Mastocytosis represents a spectrum of disease ranging from urticaria pigmentosa, an increase of dermal mast cells, to systemic mastocytosis involving bone marrow, skeleton, gastrointestinal canal, liver and spleen. Various skeletal manifestations have been observed in patients with mastocytosis [1] possibly reflecting different amounts of infiltrating mast cells and variation in the active substances they secrete. The major metabolite of histamine, methylimidazoleacetic acid in urine (MeImAA), is established as a good indicator of the mast cell mass in the body [2]. New methods of measuring bone density and bone markers such as osteocalcin [serum bone-Gla-protein (BGP)] have made it possible to detect failure in bone mineral turnover and remodelling. BGP is a vitamin Kdependent gamma-carboxylated protein synthesized by osteoblasts. It seems to be of importance in initiating mineralization and is regarded as a biochemical indicator of bone turnover. The aim of this study was to compare patients with systemic mastocytosis and with urticaria pigmentosa in regard to bone density and biochemistry.

Material and Methods

Patients: Sixteen adult patients, six men and ten women (mean age 50.8 years), with mastocytosis were included in the study. Six patients had systemic mastocytosis and ten had urticaria pigmentosa. Four patients (three men and one woman) with an increased number of mast cells in the bone marrow and increased excretion of the major histamine metabolite in urine had pronounced radiological manifestations in the skeleton. Substantial clinical and laboratory data are presented (Table I). The subjects participating in the study had no endocrine disorder and no therapy involving steroids, oestrogens, vitamin D, parathyroid hormone or calcium supplements.

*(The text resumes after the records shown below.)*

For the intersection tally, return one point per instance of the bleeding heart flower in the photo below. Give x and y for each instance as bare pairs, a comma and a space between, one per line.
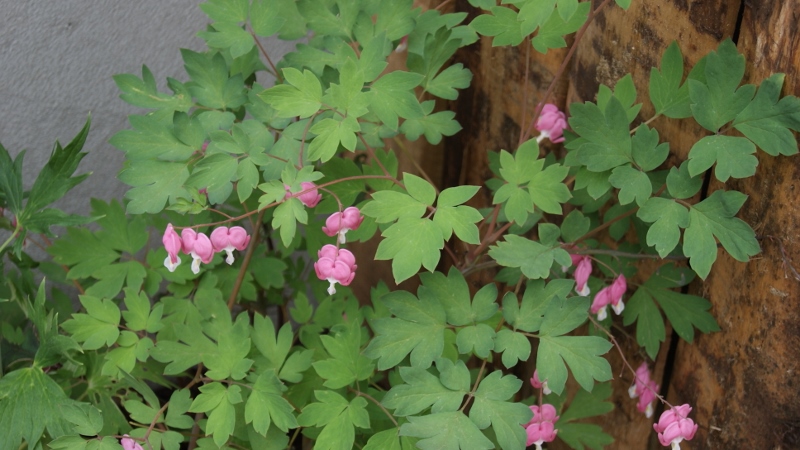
342, 222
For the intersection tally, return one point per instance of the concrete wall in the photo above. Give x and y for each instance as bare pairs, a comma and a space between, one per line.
56, 63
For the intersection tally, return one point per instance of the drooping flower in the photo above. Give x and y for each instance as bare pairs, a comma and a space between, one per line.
229, 239
645, 389
610, 295
583, 268
541, 427
335, 266
674, 426
199, 246
551, 124
172, 242
128, 443
342, 222
538, 384
310, 198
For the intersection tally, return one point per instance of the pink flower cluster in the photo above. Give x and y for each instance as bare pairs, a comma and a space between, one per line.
674, 426
538, 384
541, 428
128, 443
551, 124
610, 295
201, 247
335, 265
645, 389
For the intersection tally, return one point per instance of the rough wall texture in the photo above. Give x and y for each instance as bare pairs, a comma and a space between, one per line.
56, 65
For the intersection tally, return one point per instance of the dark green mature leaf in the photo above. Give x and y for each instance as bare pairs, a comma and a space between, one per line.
715, 217
423, 390
719, 99
337, 416
533, 258
417, 329
411, 243
733, 155
30, 403
767, 120
266, 405
669, 97
446, 431
492, 406
667, 217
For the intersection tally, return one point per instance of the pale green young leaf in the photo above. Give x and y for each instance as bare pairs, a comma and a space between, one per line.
410, 243
767, 121
444, 85
502, 23
733, 155
301, 97
30, 403
533, 13
417, 329
433, 126
392, 96
715, 217
266, 405
514, 347
667, 218
153, 183
388, 206
719, 99
583, 354
682, 185
423, 390
632, 184
552, 31
669, 97
445, 431
228, 36
574, 226
533, 258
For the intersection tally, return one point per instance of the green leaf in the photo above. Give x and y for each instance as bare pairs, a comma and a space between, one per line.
266, 405
346, 364
30, 403
410, 243
502, 24
98, 327
446, 431
715, 217
533, 258
669, 97
766, 120
417, 329
392, 96
632, 184
337, 417
154, 183
492, 406
552, 31
514, 346
423, 390
301, 97
733, 155
717, 101
667, 217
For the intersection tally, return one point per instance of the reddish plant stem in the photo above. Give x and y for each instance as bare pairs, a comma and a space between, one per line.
524, 137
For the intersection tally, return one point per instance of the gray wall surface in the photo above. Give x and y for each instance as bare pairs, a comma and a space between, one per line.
56, 63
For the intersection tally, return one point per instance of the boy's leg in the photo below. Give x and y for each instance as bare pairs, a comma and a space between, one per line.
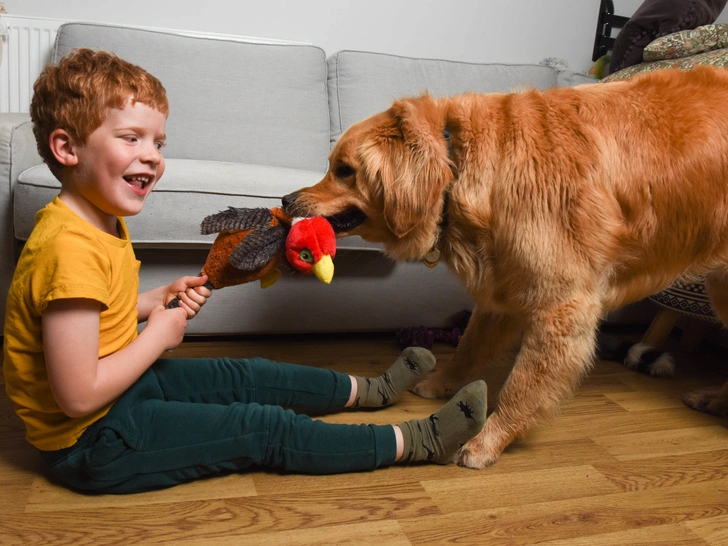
226, 381
146, 442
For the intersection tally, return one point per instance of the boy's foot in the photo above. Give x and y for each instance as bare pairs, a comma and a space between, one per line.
439, 437
409, 369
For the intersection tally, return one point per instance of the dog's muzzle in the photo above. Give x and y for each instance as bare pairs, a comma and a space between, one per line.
346, 220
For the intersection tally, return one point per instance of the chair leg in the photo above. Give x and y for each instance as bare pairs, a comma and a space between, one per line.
660, 328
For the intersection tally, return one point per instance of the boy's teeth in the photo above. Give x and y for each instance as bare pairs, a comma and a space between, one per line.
139, 181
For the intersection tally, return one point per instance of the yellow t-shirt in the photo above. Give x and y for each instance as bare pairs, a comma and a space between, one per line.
65, 257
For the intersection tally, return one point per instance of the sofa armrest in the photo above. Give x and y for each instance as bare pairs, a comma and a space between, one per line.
18, 152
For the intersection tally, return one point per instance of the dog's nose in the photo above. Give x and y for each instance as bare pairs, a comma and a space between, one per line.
289, 199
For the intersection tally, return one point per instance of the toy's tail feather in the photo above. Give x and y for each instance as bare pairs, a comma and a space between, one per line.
258, 248
238, 219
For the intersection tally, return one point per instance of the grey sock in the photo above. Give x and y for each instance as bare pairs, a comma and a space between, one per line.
408, 370
439, 437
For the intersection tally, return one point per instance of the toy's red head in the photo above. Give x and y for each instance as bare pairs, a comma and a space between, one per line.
311, 246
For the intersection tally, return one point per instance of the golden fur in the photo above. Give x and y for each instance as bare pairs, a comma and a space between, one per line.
562, 205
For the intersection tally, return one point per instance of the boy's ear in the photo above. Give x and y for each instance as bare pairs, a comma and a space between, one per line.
63, 147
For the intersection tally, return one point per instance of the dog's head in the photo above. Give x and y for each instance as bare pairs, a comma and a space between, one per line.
386, 179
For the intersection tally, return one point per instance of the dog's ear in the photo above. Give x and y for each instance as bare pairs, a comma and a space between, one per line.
408, 161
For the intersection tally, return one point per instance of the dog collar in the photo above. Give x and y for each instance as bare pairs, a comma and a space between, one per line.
432, 258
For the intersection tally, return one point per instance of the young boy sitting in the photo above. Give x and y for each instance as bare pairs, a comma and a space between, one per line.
109, 415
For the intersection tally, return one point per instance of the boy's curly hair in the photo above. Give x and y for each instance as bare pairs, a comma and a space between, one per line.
76, 94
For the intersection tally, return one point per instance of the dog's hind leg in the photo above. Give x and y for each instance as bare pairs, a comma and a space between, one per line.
556, 353
713, 400
486, 351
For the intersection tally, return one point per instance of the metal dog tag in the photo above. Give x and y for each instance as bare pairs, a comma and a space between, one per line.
432, 258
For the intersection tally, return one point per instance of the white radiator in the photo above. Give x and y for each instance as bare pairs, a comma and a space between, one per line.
27, 44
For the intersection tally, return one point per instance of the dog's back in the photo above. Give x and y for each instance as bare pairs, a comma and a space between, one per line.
634, 174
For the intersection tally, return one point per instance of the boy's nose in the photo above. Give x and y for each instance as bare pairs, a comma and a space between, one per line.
152, 154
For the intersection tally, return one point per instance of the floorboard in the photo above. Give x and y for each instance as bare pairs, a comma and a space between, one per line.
625, 462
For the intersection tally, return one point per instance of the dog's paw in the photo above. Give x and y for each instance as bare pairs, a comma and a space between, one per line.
477, 454
436, 386
714, 401
644, 359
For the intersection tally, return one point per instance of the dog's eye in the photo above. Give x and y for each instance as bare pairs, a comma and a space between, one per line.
343, 171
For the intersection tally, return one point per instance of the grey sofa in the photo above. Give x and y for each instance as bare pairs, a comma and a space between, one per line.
248, 124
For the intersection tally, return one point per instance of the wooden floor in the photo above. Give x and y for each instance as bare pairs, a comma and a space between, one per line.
625, 463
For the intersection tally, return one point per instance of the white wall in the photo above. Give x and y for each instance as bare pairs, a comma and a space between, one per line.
467, 30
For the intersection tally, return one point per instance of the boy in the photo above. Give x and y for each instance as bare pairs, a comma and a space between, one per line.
109, 415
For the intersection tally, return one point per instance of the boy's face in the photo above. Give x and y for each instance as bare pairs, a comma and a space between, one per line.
119, 164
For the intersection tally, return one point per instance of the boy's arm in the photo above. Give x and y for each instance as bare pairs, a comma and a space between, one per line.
81, 382
190, 290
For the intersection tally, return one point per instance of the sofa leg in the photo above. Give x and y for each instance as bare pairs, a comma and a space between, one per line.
692, 336
660, 328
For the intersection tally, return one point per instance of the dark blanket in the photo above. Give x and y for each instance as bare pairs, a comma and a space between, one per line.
655, 18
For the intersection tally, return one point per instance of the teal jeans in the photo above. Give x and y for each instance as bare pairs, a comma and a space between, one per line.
188, 418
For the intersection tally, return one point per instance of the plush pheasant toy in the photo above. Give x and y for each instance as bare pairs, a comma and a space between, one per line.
253, 242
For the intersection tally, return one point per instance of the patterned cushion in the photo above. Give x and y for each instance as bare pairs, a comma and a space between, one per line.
688, 42
715, 58
688, 298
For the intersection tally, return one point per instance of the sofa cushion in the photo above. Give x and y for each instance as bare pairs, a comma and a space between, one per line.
362, 84
229, 100
188, 191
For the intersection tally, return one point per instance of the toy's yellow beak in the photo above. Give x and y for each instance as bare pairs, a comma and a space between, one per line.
324, 269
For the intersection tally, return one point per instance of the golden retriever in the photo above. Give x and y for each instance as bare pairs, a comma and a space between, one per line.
553, 207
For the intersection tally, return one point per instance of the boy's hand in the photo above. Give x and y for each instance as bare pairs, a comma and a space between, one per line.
191, 293
168, 325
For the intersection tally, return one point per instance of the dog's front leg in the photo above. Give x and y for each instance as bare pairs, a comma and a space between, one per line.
487, 342
556, 352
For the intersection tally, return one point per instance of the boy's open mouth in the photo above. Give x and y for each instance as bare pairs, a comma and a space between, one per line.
137, 181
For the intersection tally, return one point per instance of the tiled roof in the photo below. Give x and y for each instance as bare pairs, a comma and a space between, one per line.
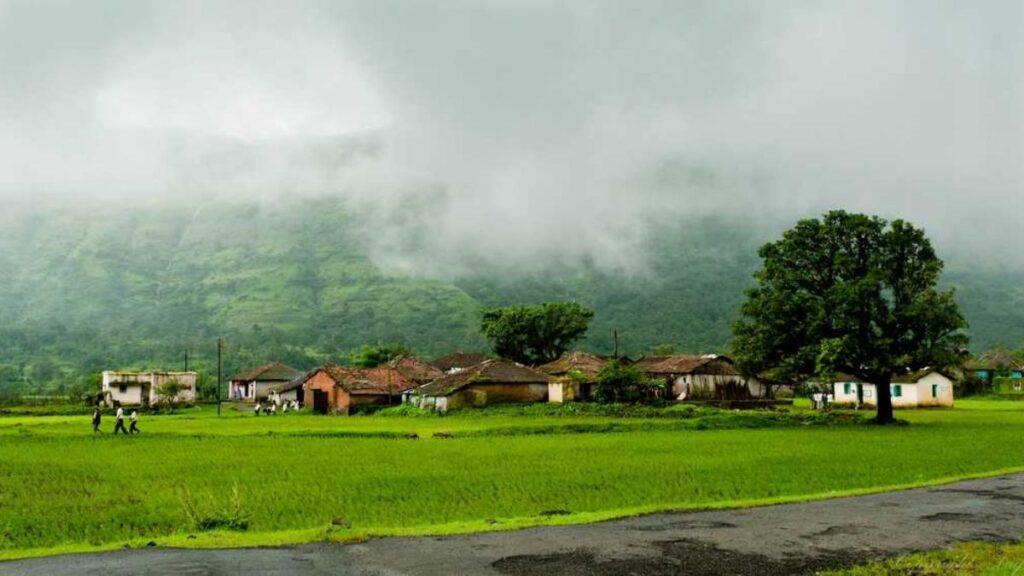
685, 364
415, 369
494, 371
459, 359
273, 372
576, 362
382, 379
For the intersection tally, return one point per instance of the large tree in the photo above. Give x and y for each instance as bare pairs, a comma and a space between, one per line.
849, 293
535, 334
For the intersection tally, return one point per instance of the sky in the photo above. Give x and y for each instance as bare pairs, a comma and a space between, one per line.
527, 129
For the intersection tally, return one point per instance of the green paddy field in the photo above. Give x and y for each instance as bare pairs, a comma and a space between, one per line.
195, 480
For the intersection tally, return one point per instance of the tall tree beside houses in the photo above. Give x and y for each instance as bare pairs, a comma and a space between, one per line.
536, 334
849, 293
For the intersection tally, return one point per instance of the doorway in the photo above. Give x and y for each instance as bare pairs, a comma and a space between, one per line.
320, 401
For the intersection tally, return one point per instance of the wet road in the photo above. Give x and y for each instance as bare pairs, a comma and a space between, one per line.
783, 539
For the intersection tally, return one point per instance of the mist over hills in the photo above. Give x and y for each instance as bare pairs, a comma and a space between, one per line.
93, 285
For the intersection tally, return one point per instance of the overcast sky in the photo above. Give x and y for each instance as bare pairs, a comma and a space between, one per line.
528, 128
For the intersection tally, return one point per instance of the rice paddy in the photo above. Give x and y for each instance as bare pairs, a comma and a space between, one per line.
196, 480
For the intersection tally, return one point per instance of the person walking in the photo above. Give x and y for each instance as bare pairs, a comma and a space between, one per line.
119, 421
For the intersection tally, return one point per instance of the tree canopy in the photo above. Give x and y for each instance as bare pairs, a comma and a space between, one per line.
849, 293
535, 334
372, 357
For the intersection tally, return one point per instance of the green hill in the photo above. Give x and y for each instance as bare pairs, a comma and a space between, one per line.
93, 286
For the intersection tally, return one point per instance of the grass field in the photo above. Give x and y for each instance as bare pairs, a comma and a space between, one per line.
972, 559
189, 478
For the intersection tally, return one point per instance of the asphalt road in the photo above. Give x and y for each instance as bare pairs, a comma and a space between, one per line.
784, 539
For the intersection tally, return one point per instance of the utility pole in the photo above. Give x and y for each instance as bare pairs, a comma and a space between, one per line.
220, 348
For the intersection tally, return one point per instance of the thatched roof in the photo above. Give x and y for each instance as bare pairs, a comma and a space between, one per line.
459, 359
686, 364
273, 372
576, 363
380, 380
494, 371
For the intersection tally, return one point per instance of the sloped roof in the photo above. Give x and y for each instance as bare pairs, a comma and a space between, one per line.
908, 377
273, 372
495, 371
993, 360
415, 369
382, 379
459, 359
685, 364
576, 362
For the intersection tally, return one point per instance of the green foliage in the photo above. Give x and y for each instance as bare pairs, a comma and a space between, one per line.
372, 357
729, 458
664, 350
849, 293
1008, 385
535, 334
968, 559
620, 381
93, 286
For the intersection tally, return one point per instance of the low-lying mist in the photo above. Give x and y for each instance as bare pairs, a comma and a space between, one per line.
518, 133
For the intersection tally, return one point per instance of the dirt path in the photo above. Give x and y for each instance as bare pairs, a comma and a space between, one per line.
784, 539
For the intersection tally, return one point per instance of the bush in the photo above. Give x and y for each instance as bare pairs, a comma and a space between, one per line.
623, 382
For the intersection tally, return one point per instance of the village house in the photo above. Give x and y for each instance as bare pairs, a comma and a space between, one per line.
256, 384
573, 376
458, 361
144, 388
492, 381
336, 389
699, 376
996, 364
913, 389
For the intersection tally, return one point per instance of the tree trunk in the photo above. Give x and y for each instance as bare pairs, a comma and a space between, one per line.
885, 403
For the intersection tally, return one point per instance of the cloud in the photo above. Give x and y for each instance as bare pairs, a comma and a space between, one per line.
523, 131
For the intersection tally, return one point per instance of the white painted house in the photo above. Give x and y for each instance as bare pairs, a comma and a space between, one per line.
921, 388
142, 388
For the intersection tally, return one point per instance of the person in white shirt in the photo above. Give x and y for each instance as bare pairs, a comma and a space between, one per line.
119, 421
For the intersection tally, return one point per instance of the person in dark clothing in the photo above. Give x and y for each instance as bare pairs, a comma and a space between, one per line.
119, 422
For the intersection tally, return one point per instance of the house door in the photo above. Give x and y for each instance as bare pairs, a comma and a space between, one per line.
320, 401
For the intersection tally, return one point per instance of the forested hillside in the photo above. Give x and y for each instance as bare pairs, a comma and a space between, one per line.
87, 287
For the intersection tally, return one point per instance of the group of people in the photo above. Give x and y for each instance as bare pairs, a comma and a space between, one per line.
820, 401
271, 408
119, 421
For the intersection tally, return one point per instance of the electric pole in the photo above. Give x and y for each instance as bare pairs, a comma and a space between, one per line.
220, 348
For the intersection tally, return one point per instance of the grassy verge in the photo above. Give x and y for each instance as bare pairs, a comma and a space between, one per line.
972, 559
301, 478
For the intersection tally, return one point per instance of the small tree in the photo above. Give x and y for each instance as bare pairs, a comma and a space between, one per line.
849, 293
372, 357
536, 334
663, 350
619, 381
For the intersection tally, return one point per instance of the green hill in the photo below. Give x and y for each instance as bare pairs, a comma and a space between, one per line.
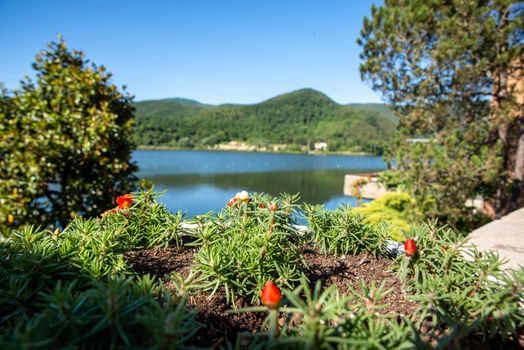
296, 119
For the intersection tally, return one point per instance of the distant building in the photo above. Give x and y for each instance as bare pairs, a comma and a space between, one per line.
320, 146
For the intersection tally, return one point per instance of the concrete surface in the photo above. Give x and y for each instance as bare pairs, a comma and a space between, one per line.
505, 236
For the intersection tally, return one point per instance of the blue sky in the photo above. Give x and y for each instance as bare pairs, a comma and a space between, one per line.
211, 51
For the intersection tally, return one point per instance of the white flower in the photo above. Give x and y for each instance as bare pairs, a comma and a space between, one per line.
243, 196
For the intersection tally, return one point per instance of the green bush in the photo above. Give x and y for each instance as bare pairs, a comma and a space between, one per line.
396, 209
343, 231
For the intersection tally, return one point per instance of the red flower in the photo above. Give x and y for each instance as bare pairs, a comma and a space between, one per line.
410, 248
109, 212
271, 295
124, 201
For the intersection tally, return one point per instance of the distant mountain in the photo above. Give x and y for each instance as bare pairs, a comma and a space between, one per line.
381, 108
297, 120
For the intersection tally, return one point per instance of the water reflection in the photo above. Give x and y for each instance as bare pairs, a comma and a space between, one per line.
198, 182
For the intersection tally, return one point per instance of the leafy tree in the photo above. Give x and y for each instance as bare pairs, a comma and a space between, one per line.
453, 71
65, 144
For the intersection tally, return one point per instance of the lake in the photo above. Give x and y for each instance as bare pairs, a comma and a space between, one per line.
196, 182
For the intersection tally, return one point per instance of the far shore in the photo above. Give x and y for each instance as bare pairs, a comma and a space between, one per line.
253, 149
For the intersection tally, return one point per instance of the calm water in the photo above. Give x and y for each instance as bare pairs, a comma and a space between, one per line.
200, 181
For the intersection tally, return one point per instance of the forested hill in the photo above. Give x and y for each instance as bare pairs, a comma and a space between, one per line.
295, 120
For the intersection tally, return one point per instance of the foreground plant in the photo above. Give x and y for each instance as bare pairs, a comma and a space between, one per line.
342, 231
463, 292
248, 244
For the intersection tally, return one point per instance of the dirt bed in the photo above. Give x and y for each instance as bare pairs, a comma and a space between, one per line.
344, 271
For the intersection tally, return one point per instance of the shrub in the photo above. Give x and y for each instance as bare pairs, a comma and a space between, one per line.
343, 231
248, 244
396, 209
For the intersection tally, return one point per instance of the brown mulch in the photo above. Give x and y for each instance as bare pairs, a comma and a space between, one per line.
350, 270
343, 271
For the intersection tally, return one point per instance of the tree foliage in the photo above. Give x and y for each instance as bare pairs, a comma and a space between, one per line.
453, 71
65, 143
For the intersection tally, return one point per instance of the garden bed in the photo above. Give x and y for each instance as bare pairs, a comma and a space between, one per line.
345, 271
139, 277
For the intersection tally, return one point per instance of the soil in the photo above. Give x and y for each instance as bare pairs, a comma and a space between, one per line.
344, 271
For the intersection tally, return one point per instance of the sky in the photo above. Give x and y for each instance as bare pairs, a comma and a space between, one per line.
215, 51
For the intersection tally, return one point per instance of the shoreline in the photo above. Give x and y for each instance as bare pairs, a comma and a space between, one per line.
253, 150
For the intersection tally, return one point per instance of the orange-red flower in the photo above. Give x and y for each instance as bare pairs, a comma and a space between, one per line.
271, 295
124, 201
109, 212
410, 248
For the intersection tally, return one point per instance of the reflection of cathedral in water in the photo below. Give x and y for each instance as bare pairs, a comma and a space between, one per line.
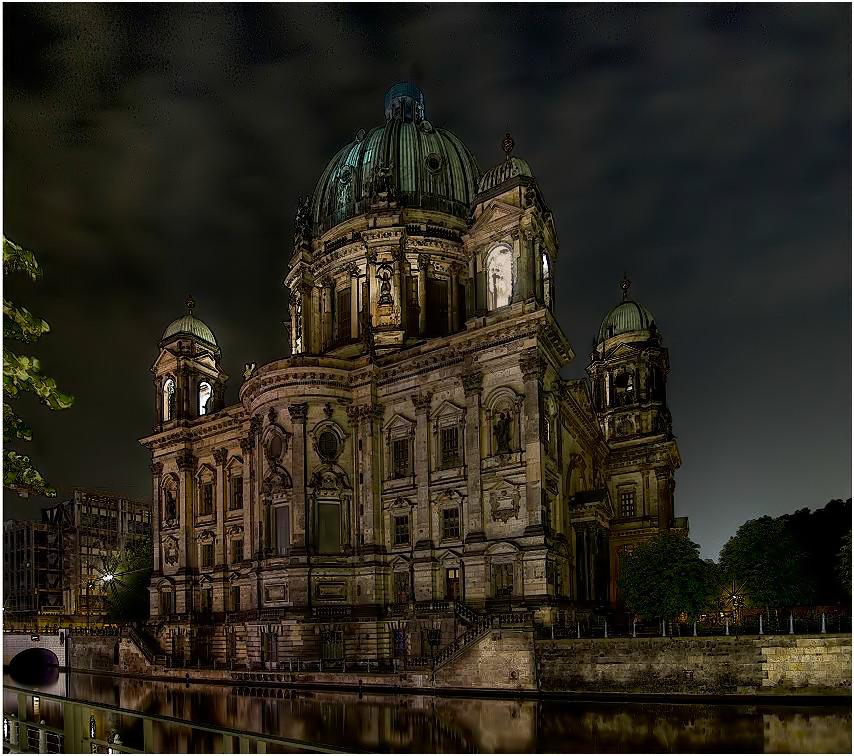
419, 444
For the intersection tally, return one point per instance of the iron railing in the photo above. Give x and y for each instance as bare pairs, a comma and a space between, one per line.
21, 736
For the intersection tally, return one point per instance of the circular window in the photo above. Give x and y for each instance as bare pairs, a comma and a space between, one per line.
276, 446
327, 445
433, 162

The diagnosis of the skin disease was based on the clinical criteria for urticaria pigmentosa, e.g. multiple reddish brown maculae urticating after rubbing. The diagnosis of systemic mastocytosis was based on direct demonstration in bone marrow biopsy of an increased number of mast cells, marrow lesions containing mast cells, lymphocytes and eosinophils [3] and an increase in urinary excretion of methylimidazoleacetic acid [2]. Clinical data included measurement of the excretion of this major histamine metabolite in urine (Table I). Information about physical activity, tobacco-smoking habits, previous and present physical activity, previous fractures, age at menarche and menopause, number of pregnancies, consumption of milk, cheese, coffee and medications was obtained from a self-administered questionnaire.

Bone mineral measurements: Measurement of bone mineral density (g/[cm.sup.2]) for comparison with age-matched controls was performed in the distal right radius and ulna with singlephoton absorptiometry (SPA) with a radiation source of [sup.125.I] (Osteometer DT 100). In the hip, anterior/posterior spine and total body, the same calculations were made by dual-energy X-ray absorptiometry (DXA) (Lunar DPX, Lunar Radiation Corporation, Madison WI). The DXA-method of bone mineral measurement was described by Fogelman and Ryan [4]. As reference population we used data from a Danish study of 317 men and 1123 women aged 20-80 years randomly sampled from the local population register and measured at the Department of Clinical Chemistry, Glostrup Hospital, Denmark using the SPA-method as described by Christiansen et al.[5].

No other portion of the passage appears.